Profile at external databases
- IJF: 53299
- JudoInside.com: 314

= Nicola Fairbrother =

British judoka (born 1970)

Nicola Kim Fairbrother MBE (born 14 May 1970) is a retired judoka from the United Kingdom, who competed at two Olympic Games. She holds the 8th Dan and is one of Britain's most prominent judoka.

==Judo career==
Fairbrother's first significant success was becoming champion of Great Britain, winning the lightweight division at the British Judo Championships in 1989. The following year she gained her first senior international success when she won a bronze medal at the 1990 European Judo Championships in Frankfurt.

In 1991, she won a bronze medal at the 1991 World Judo Championships in Barcelona and won back to back British titles in 1991 and 1992. During 1992, she was selected to represent Great Britain at the 1992 Summer Olympics. She won the silver medal in the women's lightweight division (– 56 kg). In the final she was defeated by Spain's Miriam Blasco, who later she married. Additionally, she won her first European title at the 1992 European Judo Championships in Paris.

The following year in 1993, she successfully defended her European crown and won her second World title, winning gold at the 1993 World Judo Championships in Hamilton. European silver in 1994 and European gold in 1995 added to the medal collection before she went to her second Olympic Games, the 1996 Summer Olympics, in Atlanta. In the women's 56 kg she was unlucky in that she drew the eventual gold medallist Driulis González in the quarter-finals.

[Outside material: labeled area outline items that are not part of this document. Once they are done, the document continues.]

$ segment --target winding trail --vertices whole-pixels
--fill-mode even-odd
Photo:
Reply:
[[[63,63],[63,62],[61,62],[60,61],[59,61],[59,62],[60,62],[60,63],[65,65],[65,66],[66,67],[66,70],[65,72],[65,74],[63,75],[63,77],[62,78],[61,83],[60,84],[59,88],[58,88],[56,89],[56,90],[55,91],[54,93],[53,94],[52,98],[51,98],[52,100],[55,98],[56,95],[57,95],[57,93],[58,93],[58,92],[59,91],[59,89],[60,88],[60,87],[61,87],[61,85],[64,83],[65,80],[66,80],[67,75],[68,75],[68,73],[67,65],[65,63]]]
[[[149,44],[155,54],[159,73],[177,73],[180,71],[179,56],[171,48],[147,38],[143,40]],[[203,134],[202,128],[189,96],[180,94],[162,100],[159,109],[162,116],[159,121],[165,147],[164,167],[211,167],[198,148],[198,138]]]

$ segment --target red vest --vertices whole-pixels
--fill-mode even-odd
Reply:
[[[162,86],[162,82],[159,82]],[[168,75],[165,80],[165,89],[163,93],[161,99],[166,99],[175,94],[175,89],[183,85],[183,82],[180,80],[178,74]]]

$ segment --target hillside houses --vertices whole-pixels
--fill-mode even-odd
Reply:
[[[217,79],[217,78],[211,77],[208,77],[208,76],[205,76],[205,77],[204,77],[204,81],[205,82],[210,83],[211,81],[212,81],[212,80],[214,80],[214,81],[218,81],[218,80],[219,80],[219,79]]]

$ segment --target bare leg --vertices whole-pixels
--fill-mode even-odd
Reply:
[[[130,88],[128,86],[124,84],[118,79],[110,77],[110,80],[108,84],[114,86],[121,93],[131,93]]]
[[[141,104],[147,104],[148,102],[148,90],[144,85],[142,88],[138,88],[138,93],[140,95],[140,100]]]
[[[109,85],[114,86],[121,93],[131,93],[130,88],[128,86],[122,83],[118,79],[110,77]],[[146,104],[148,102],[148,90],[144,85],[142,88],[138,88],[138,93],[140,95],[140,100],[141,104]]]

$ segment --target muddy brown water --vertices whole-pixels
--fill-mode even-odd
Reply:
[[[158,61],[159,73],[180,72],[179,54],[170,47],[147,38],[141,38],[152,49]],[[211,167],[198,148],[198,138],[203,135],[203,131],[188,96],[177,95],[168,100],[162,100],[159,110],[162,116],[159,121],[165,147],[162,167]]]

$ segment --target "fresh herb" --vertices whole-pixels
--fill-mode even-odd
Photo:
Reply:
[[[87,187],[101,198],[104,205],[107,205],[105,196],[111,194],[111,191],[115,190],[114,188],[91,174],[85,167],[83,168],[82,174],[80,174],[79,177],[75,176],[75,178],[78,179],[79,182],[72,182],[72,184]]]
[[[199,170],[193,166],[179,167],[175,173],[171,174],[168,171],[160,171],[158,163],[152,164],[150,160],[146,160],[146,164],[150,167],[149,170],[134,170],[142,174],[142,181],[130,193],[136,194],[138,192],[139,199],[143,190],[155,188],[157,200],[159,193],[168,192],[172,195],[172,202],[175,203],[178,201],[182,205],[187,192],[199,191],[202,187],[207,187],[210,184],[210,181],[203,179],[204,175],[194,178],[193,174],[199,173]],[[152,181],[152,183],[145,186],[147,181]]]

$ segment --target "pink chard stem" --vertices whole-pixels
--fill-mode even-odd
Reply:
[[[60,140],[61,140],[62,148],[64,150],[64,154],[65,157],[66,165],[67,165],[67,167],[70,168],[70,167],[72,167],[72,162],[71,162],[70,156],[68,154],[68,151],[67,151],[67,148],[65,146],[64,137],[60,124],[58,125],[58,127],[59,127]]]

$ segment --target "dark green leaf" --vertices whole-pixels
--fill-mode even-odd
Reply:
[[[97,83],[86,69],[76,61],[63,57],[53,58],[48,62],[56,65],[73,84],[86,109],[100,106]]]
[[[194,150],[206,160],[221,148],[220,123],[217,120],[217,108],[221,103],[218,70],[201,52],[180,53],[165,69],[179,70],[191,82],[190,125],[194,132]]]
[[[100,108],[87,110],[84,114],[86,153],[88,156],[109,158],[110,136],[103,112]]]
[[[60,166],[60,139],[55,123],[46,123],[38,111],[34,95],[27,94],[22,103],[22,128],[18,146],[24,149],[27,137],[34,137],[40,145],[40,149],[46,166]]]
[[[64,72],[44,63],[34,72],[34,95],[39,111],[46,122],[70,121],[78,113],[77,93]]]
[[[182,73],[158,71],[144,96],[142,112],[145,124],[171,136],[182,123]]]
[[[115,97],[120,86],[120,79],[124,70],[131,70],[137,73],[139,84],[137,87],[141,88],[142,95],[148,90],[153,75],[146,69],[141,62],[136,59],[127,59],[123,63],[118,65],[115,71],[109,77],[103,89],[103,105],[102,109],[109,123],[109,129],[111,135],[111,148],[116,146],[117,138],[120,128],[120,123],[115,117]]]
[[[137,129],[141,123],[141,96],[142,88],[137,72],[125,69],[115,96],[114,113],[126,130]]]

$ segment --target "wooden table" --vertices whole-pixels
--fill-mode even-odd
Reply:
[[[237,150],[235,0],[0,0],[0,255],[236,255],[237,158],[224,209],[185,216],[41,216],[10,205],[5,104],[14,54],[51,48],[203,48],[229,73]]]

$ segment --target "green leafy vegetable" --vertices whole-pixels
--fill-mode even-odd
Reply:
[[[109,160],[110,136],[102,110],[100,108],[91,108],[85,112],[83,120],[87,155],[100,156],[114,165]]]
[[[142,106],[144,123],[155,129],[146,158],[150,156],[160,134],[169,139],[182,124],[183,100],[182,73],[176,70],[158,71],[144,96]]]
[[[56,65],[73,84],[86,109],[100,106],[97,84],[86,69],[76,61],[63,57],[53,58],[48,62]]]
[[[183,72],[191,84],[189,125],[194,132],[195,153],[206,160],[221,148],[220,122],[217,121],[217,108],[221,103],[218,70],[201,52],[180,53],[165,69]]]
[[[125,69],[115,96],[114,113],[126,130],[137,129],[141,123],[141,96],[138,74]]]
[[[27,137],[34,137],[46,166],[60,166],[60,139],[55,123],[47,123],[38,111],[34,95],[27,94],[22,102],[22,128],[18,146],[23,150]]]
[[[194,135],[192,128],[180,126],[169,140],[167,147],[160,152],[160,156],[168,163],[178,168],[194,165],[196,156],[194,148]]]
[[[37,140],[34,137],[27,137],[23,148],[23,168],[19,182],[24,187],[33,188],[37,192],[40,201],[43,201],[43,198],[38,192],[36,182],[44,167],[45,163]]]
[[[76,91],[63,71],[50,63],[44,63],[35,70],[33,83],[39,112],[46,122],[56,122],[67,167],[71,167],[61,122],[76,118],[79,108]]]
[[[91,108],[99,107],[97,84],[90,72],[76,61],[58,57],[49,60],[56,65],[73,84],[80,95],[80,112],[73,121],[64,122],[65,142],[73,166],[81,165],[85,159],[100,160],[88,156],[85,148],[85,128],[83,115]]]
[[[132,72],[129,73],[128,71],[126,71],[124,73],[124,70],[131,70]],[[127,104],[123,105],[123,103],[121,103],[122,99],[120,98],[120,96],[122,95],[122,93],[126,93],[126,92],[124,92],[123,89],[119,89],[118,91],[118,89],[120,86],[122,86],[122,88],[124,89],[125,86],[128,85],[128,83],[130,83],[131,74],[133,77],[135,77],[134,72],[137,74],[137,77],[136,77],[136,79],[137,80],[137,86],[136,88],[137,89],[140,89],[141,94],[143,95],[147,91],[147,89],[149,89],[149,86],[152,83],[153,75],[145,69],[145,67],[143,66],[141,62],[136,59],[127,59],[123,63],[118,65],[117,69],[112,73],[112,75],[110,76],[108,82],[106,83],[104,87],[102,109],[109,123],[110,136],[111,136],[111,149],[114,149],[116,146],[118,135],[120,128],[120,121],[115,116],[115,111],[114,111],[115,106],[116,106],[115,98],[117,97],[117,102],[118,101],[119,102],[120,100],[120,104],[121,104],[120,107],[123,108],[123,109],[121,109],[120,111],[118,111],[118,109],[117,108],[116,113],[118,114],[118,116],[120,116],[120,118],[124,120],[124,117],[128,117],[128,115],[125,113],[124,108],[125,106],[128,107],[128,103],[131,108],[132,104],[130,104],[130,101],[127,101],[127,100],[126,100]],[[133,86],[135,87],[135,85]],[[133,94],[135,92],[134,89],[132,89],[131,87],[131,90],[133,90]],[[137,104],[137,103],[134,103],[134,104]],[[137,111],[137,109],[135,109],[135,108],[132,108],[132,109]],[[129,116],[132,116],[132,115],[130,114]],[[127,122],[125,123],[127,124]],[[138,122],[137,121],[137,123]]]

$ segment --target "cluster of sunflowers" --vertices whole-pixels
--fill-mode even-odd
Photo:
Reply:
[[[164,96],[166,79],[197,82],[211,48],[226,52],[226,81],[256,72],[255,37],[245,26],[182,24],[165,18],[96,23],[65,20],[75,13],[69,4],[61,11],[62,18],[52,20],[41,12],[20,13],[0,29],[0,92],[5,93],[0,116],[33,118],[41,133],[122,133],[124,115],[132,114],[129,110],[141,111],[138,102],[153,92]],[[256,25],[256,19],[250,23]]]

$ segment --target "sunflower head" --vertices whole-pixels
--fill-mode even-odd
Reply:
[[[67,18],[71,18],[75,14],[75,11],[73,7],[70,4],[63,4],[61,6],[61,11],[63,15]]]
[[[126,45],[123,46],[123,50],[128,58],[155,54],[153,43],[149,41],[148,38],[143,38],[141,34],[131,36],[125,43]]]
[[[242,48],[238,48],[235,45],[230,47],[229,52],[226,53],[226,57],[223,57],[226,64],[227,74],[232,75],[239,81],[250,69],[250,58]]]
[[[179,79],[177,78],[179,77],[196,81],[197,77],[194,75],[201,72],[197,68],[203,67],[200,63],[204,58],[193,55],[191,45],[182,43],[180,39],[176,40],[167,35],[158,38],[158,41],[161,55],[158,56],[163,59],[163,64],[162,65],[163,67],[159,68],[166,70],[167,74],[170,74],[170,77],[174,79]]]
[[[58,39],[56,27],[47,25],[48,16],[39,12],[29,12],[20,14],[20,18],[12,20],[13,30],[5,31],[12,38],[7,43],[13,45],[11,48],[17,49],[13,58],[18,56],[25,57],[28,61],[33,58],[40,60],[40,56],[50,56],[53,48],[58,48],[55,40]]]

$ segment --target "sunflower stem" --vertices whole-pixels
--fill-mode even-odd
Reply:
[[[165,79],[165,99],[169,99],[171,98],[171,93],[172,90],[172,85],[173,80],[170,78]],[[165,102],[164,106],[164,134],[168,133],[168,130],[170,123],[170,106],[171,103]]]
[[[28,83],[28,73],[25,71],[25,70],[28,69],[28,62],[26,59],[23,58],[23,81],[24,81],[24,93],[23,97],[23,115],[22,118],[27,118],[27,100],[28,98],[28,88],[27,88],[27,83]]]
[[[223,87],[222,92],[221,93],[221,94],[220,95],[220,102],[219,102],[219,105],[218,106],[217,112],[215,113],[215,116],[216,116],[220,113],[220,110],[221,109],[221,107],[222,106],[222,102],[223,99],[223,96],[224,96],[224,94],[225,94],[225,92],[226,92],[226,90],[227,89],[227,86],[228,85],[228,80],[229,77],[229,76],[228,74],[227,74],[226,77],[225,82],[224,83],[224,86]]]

In 1998 and 1999, she won her fourth and fifth British Championship titles. She retired from competitive judo at the end of 1999.

==Awards==
In 1994, she was awarded the MBE for services to judo by HM The Queen.

==Personal life==
Fairbrother is married to Miriam Blasco. She has authored a number of children's judo books and from 2001 to 2018 she was the editor of the Koka Kids Judo magazine.